English and Drama blog

On literature and theatre collections from the 16th century to the present day

18 April 2012

Send in the Writers

Iain Sinclair, Jim Crace, Don Paterson, Stuart Maconie and Lauren Laverne (yay), Hanif Kureishi, Michael Rosen, Stella Duffy, Stewart Home (very Avant Bard), Colin McCabe and Tilda Swinton (assuming Jim Jarmusch lets her out on time)... and an event to mark (the first out of copyright??) Bloomsday. And lots more.

That’s the exciting line up for our events around Writing Britain - old friends of the Library, first-time appearances, something for everyone, all talking on the theme of space and place, all fabulous choices, and we’re pleased they are taking part.

For more information, see our press release; and there's also a special event with the Folio Society and the Telegraph: we’re hosting a free reader event on 21 May - I’m chairing a debate with Will Self and Craig Taylor on Landscape and Literature - and there’s entry to the exhibition and a glass of wine chucked in.

I did some initial recording for BBC R4’s Open Book today with Mariella Frostrup, and one of the questions she asked was about the inevitable effort of compression in any exhibition, but especially one that ranges as broadly as this.

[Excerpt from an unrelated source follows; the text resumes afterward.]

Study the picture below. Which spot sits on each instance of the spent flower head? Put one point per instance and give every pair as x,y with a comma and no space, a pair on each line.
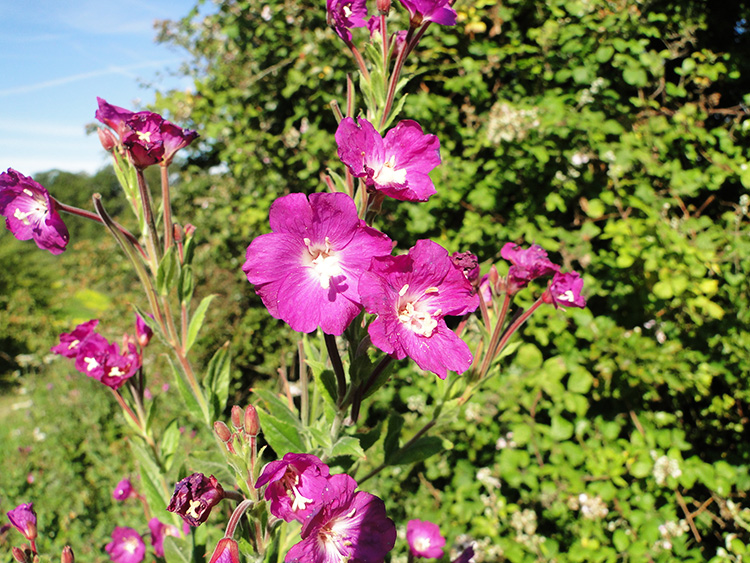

As I told her, we’ve got 150 million items in the BL, and we’re displaying 150 of them in the exhibition - so whatever we choose will be partial, and it’s always subjective. And even for texts we’d like to include, there may not be an extant manuscript (or then again, it may be in Texas), or the printed book might not be especially visual .

But we shouldn’t just think of Writing Britain as being what’s in the cases in the exhibition. You can’t fit the whole of English Literature into our exhibition space (we tried), and nor can you fit every space and place in the British Isles.

And so the accompanying events, and other activities we’ll be announcing nearer the time, broaden the range of the exhibition, push some of its themes further than we can do in a gallery, and add to the debate and thinking that we hope Writing Britain will prompt.